Perché la tortura?... By Margherita Daverio

Daverio, M. (2023). Perché la tortura? Un'interpretazione filosofica. Giappichelli.
Abstract in italiano:
Se può non stupire che la tortura sia tuttora perpetrata come abuso, sorprende invece constatare che nell’ultimo ventennio si sia riaperto – in particolare in seguito agli eventi dell’11 settembre 2001 – il dibattito giuridico e politico riguardo ad una sua ipotetica legalizzazione anche nel contesto dello Stato di diritto. A fronte di un orizzonte normativo chiaro, perché il dibattito si riapre? Perché, dunque, la tortura “ritorna in vita”? è possibile considerarne anche solo in ipotesi la legalizzazione? Per rispondere a tali interrogativi si rende necessaria un’analisi della struttura della tortura al di là delle diverse finalità per cui possa essere praticata, e nel suo rapporto con i presupposti essenziali della giuridicità. Tale compito è svolto nel presente volume attraverso alcuni percorsi nel diritto (a livello internazionale, storico-giuridico e del diritto penale) considerati in chiave giusfilosofica, e sviluppando un’analisi fenomenologico-strutturale della tortura, secondo il metodo dell’ontofenomenologia giuridica di Sergio Cotta. Sul piano interpretativo è illustrato il significato della tortura in relazione all’uomo e al diritto in quanto attività umana, mostrando come la tortura sia strutturalmente diretta contro l’esser se stesso della vittima, ovvero contro l’identità vitale e personale della stessa e le sue potenzialità. Contestualmente, la tortura si rivela un attacco contro la coesistenza sociale, poiché contraddice i caratteri fondamentali del diritto, in particolare regolarità, universalità, simmetria e reciprocabilità, che tutelano l’uguaglianza e la parità ontologica. Infine, il volume mostra come il divieto di tortura quale “assoluto giuridico” eserciti una funzione vitale per il diritto e per la sua sopravvivenza.

English Abstract:

While it may come as no surprise that torture is still perpetrated as a form of abuse, it is surprising to note that over the past two decades—particularly in the wake of the events of September 11, 2001—the legal and political debate regarding its hypothetical legalization has been reignited, even within the context of the rule of law.
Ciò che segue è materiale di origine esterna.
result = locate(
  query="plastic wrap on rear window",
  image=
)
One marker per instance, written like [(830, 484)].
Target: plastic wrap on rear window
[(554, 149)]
Given a clear legal framework, why has the debate resurfaced? Why, then, is torture “coming back to life”? Is it even possible to consider its legalization, even hypothetically? To answer these questions, it is necessary to analyze the structure of torture beyond the various purposes for which it may be practiced, and in relation to the essential prerequisites of legality. This task is undertaken in the present volume through an examination of various legal perspectives (at the international, historical-legal, and criminal law levels) considered from a legal-philosophical standpoint, and by developing a phenomenological-structural analysis of torture, following Sergio Cotta’s method of legal ontophenomenology. From an interpretive perspective, the book illustrates the meaning of torture in relation to humanity and the law as a human activity, demonstrating how torture is structurally directed against the very being of the victim—that is, against the victim’s vital and personal identity and potential. At the same time, torture is revealed to be an attack on social coexistence, as it contradicts the fundamental characteristics of law—in particular, regularity, universality, symmetry, and reciprocity—which safeguard equality and ontological parity. Finally, the book demonstrates how the prohibition against torture, as a “legal absolute,” performs a vital function for the law and its survival.